This was not so much the story of a romance rather than the story of an internal struggle resolved. It was slow to start and I often found myself feeling a little dumb in regards to the philosophe references (though I comfort myself with the fact that I know the term philosophe), but ultimately I enjoyed this book quite a bit. I was touched by the characters and how each one coped with the extraordinary and the everyday matters that presented themselves throughout the story.
There were great moments of crisis, but they were handled well so as not to be overly melodramatic. I greatly appreciate that as it's one of the things I find most obnoxious about books in which two characters become romantically involved. Too often it seems that circumstances beyond the romancers are the main reason they end up together, rather than two people meeting, dating, falling in love, and choosing to be together (or at least two of the four). Of course that would probably be a fairly boring book and on e of many reasons I will never be a successful writer....I digress. There is an absent character who could have very easily been vilified but was, instead, treated as someone more than his actions and that is something I also greatly appreciate.
A small town was the setting of the story but it was actually smaller and larger than that since the book takes place mostly on two street and within the overly analytical minds of the main characters (who specialize in literature, academia, and religion). It was a very subtle recognition that not everyone is suited to know everything, and that most of us bias our world of knowledge with the only facts we want to know anyway.

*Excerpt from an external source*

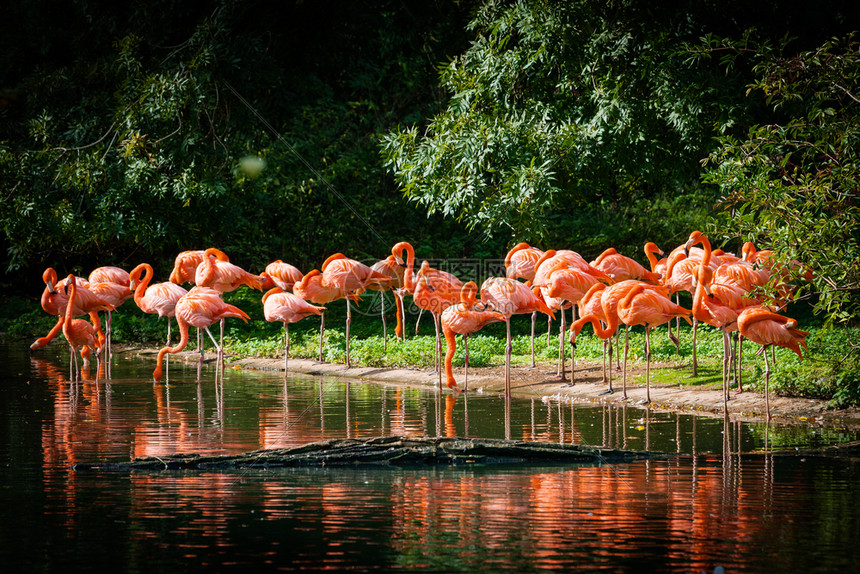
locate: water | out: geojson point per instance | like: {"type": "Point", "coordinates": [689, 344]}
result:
{"type": "Point", "coordinates": [736, 495]}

The book concludes with a slightly implausible ending, in my opinion, but good all the same; especially for a girl who is seduced by "The Flea."
Synopsis by Publishers Weekly
A romance evolves in the wake of a domestic shooting in Kimmel's intelligent and compassionate debut novel, which brings two friends of one of the victims together in a small Indiana town. Amos Townsend is the male protagonist, a 40-ish preacher who counseled the late Alice Baker-Maloney as her frayed marriage degenerated into a fatal confrontation with her controlling husband, Jack. Amos remains tormented by his attraction to Alice and his inability to have prevented the tragedy. Meanwhile, bookish Langston Braverman has returned home after dropping out of her Ph.D. program following an affair with an academic colleague and subsequent nervous breakdown. The two clash after Langston's mother, AnnaLee, orders her to abandon her literary projects to care for Alice's two orphaned daughters; Amos accuses Langston of being unfit for the job when both girls continue to exhibit a bizarre variety of compulsive, religiously oriented behaviors. The girls' crisis continues to escalate, leading to a series of melodramatic scenes in which Amos and Langston are forced to confront their own demons. There are some winning moments as the protagonists move toward a romance, although things are hindered somewhat by the sluggish pace in the early going, as Kimmel (A Girl Named Zippy) meanders through scenes detailing smalltown Midwestern life and as she delves into the pasts of the two leads. Still, she proves a wise, compassionate and often very witty storyteller whose affection for her characters is contagious.